Artist in Residence - Matt Pagett
While a student at Ohio State University, George Bellows contributed to, and appeared in, the annual yearbook in 1903 and 1904. Entitled The Makio, it was produced by students, and included society and team photos, caricatures of students and professors, humorous images of college life and other forms of college iconography. While at Ohio, Bellows also produced a university calendar. These works often drew from precedents in the popular, mass-market magazine illustration of the era, such as the work of Charles Dana Gibson.
Our artist in residence, Matt Pagett, is creating a 21st-century interpretation of the university calendar. Inspired by Bellows’s calendar and his contributions to The Makio and other Ohio publications, Matt is documenting all aspects of life on the University of Birmingham campus through a unique artistic lens. He is looking into staff and student communities, both formal and informal, high-profile or underground, and critiquing the University’s activities, cultures and traditions, including academic, social or sporting pursuits.
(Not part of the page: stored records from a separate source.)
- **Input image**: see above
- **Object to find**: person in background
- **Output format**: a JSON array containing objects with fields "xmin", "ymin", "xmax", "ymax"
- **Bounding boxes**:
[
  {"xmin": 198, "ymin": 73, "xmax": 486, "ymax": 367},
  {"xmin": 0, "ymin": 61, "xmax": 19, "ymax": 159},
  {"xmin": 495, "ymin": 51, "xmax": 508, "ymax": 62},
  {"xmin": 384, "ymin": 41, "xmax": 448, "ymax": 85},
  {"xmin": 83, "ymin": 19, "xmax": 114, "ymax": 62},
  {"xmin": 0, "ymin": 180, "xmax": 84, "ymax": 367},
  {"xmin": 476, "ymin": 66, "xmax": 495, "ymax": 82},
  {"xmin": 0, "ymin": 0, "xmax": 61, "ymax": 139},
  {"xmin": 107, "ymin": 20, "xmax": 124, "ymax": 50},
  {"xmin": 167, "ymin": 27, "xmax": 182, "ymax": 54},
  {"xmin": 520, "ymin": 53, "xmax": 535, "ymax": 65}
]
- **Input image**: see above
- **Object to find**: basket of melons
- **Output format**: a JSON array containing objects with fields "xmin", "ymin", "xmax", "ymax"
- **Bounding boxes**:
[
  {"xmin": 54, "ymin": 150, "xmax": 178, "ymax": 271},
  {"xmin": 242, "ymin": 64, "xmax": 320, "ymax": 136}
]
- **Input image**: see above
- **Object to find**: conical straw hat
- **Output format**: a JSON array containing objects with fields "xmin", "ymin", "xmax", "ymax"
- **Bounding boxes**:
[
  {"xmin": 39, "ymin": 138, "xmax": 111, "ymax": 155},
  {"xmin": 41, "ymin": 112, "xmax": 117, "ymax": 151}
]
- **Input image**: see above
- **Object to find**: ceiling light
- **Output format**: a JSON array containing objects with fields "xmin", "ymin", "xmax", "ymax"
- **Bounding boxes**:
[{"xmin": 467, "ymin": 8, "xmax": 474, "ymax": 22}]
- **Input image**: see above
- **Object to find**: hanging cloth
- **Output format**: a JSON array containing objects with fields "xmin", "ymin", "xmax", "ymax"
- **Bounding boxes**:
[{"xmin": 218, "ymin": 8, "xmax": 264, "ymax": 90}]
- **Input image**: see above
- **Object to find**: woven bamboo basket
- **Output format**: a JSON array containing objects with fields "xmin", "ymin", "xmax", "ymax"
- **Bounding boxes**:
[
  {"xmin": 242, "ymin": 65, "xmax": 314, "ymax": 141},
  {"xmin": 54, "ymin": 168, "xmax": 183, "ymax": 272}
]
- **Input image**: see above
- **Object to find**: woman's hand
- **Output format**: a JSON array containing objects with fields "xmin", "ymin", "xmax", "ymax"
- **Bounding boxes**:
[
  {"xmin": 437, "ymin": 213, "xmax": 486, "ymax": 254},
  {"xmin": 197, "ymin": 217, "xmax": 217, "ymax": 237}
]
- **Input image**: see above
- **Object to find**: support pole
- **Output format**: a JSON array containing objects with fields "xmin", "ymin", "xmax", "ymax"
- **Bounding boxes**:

Matt begun his residency and research in September 2016. His work will be exhibited at the Barber Institute from May to September 2017 – so come along and see the final display. You can also meet Matt and find out more about the project – look out for talks and workshops throughout 2017.
“Certainty, uncertainty and the gaps in between are key themes in my work and to investigate them I use drawing, text and occasional public readings. Aesthetically, these investigations are indebted to the rise of the digital and I try to make them as beautiful as possible.”
“I feel an affinity with Bellows as, at various times, we have both had our feet in ‘commercial’ and ‘fine’ art camps. He was also committed to art as a democratic pursuit. More generally, the project appeals to my native Midland roots, as does the chance to show at the Barber, one of the most solid, confident galleries I’ve ever visited.”
“The work I’ll be exhibiting will be based on conversations with, observations of and research into the various groups of people that make the university what it is: an eco-system all of its own. Fictional narratives will coalesce and collide, imitating life on the other side of Edgbaston Park Road and beyond, weaving a slippery thread through one academic year.”